If not Honda, what other major automaker could offer a $40,000 sports car with a tiny, normally aspirated four-cylinder engine, a functional, no-nonsense interior, and no transmission option beyond a six-speed manual?
Indeed, the S2000 perfectly distills what has traditionally made Hondas so appealing. The 2.2-liter engine can be either efficient and well-behaved or raw and thrilling depending on how high you rev it. Lighting quick, accurate steering makes you want to slalom through construction cones. And that shifter, oh that shifter. It feels like it's plugged into your brainstem. And the car even rides well - we've become so accustomed to 3500-pound "sports cars" with twenty-inch wheels that it's shocking to drive something that exhibits practically no body roll yet absorbs every bump Michigan's roads have to offer. Put all this together, and you have a no-compromises track car that's also a perfectly reasonable daily driver.

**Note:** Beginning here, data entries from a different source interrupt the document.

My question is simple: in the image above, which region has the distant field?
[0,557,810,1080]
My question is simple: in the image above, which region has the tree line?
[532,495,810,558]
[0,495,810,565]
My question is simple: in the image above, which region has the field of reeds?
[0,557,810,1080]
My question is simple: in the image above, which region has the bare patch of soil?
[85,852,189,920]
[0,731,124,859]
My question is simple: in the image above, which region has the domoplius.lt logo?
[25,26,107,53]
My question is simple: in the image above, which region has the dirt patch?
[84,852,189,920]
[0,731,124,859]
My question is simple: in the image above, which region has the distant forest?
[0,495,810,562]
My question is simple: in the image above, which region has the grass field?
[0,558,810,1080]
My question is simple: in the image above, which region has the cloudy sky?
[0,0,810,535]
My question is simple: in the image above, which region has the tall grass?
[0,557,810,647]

No, the S2000 won't win many drag races against other $40,000 cars (think about it - everything is fast these days), and you might even lose to a Chrysler Town & Country if you don't squeeze the engine past 7500 rpm. But there aren't many cars left that follow so pure an engineering mission and that put the driver in so much control.
The S2000's departure after this year with no foreseeable replacement again raises questions as to whether Honda's luster is fading. I'll withhold my judgment until the CR-Z sporty hybrid comes out, but it's safe to say that it'll have a lot to live up to.